If we have a large set of columns / variables and we want to convert some of them into one factor and not others, the simplest way is to assemble a vector of columns to convert. Suppose we have the following data.frame
txt <- "c1,c2,c3,c4,c5,c6
1,0,100,1,alto, 0
1,1,101,0,medio, 0
0,0,200,1,alto, 0
1,1,101,1,bajo, 0
"
df <- as.data.frame(read.table(textConnection(txt), sep = ",", header=TRUE))
Inspecting:
> str(df)
'data.frame': 4 obs. of 6 variables:
$ c1: int 1 1 0 1
$ c2: int 0 1 0 1
$ c3: int 100 101 200 101
$ c4: int 1 0 1 1
$ c5: Factor w/ 3 levels "alto","bajo",..: 1 3 1 2
$ c6: int 0 0 0 0
Not all variables are factor
, by default only those that are chain types.

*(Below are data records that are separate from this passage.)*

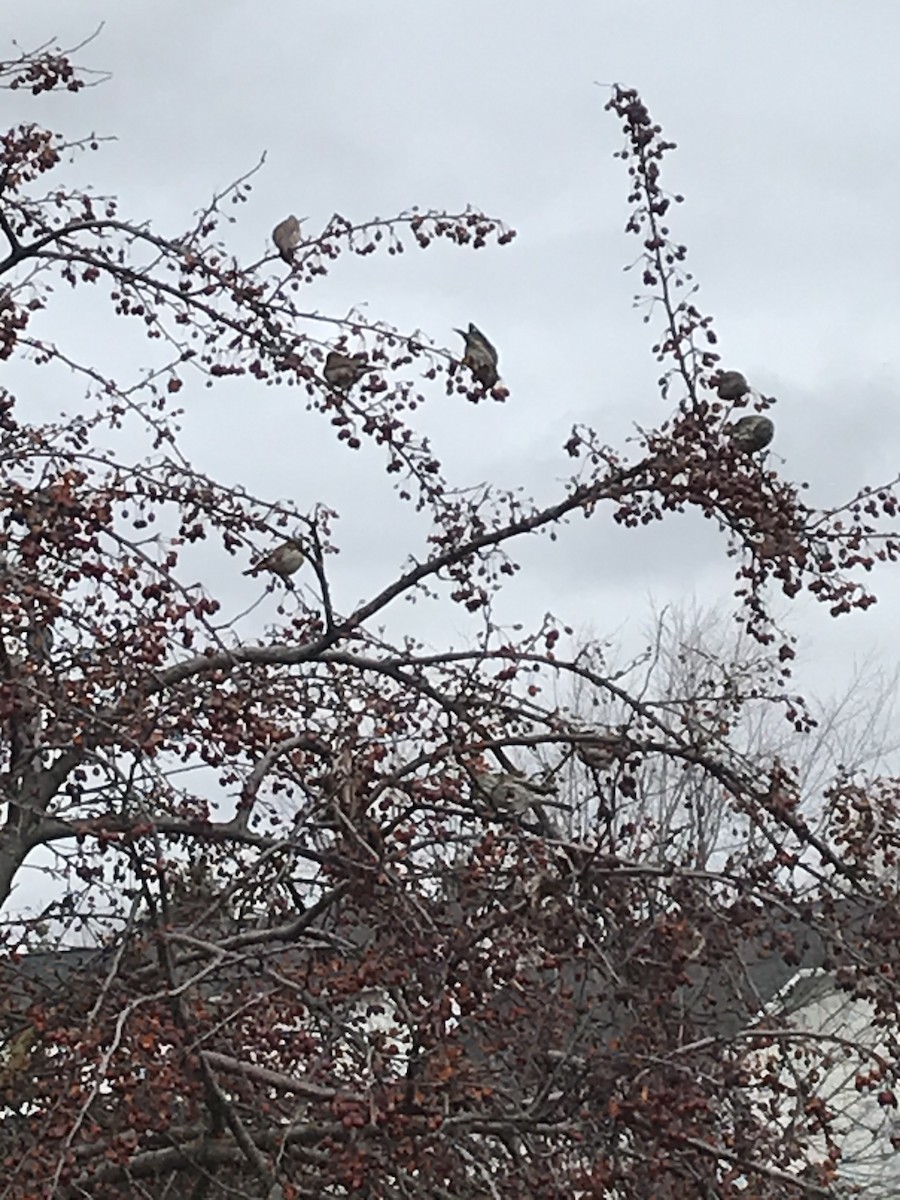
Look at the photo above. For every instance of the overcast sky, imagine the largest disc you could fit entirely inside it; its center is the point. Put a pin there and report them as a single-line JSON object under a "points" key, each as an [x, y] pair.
{"points": [[785, 117]]}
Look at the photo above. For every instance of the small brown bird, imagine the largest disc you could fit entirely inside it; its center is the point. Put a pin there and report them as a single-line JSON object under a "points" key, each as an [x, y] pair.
{"points": [[343, 370], [283, 561], [732, 385], [751, 433], [480, 357], [286, 237]]}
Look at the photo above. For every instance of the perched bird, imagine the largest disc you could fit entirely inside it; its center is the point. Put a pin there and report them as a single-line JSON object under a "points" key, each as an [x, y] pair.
{"points": [[39, 642], [286, 237], [480, 357], [732, 385], [283, 561], [343, 370], [751, 433], [521, 797]]}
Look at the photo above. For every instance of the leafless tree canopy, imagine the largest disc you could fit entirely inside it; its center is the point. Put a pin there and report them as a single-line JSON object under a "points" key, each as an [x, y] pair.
{"points": [[327, 915]]}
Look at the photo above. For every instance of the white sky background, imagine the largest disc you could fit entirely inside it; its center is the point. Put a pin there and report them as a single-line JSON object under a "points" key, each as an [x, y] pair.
{"points": [[785, 117]]}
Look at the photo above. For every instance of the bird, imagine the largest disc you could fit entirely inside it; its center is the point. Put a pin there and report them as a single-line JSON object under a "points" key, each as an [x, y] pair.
{"points": [[480, 357], [751, 433], [732, 385], [343, 370], [283, 561], [39, 642], [286, 237]]}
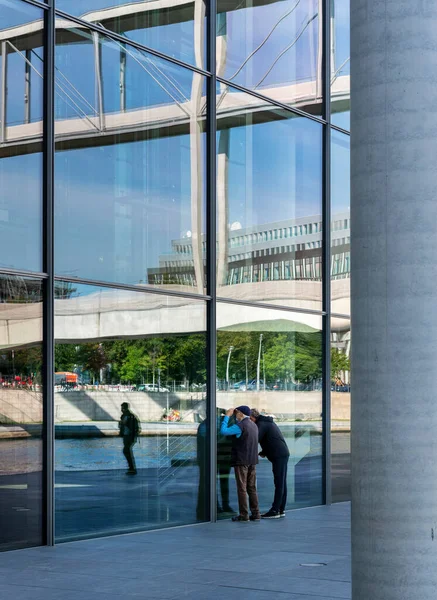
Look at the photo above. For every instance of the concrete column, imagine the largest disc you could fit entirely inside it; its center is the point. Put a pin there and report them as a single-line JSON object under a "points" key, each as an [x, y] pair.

Now, suppose we want to change columns% 1,2,3,4 to factor
and not 6, or 5 which is already factor
. This we can solve this way:
col.to.factor <- c(1,2,3,4)
df[col.to.factor] <- lapply(df[col.to.factor], as.factor)
The result:
> str(df)
'data.frame': 4 obs. of 6 variables:
$ c1: Factor w/ 2 levels "0","1": 2 2 1 2
$ c2: Factor w/ 2 levels "0","1": 1 2 1 2
$ c3: Factor w/ 3 levels "100","101","200": 1 2 3 2
$ c4: Factor w/ 2 levels "0","1": 2 1 2 2
$ c5: Factor w/ 3 levels "alto","bajo",..: 1 3 1 2
$ c6: int 0 0 0 0
Clearly we see that we have left only the column / variable c6
as integer and the rest we have converted them to factor
. Another more interesting way would be, for example: convert all the variables / columns that have only 1 and 0 in factor
automatically and the rest leave them as they are:
First we generate a logical vector apply.factor
that tells us that columns have only 1 and 0:
apply.factor <- sapply(df, function(x) isTRUE(all.equal(levels(as.factor(x)),as.vector(as.factor(c("0", "1"))))))
> apply.factor
c1 c2 c3 c4 c5 c6
TRUE TRUE FALSE TRUE FALSE FALSE
The important thing is: as.vector(as.factor(c("0", "1")))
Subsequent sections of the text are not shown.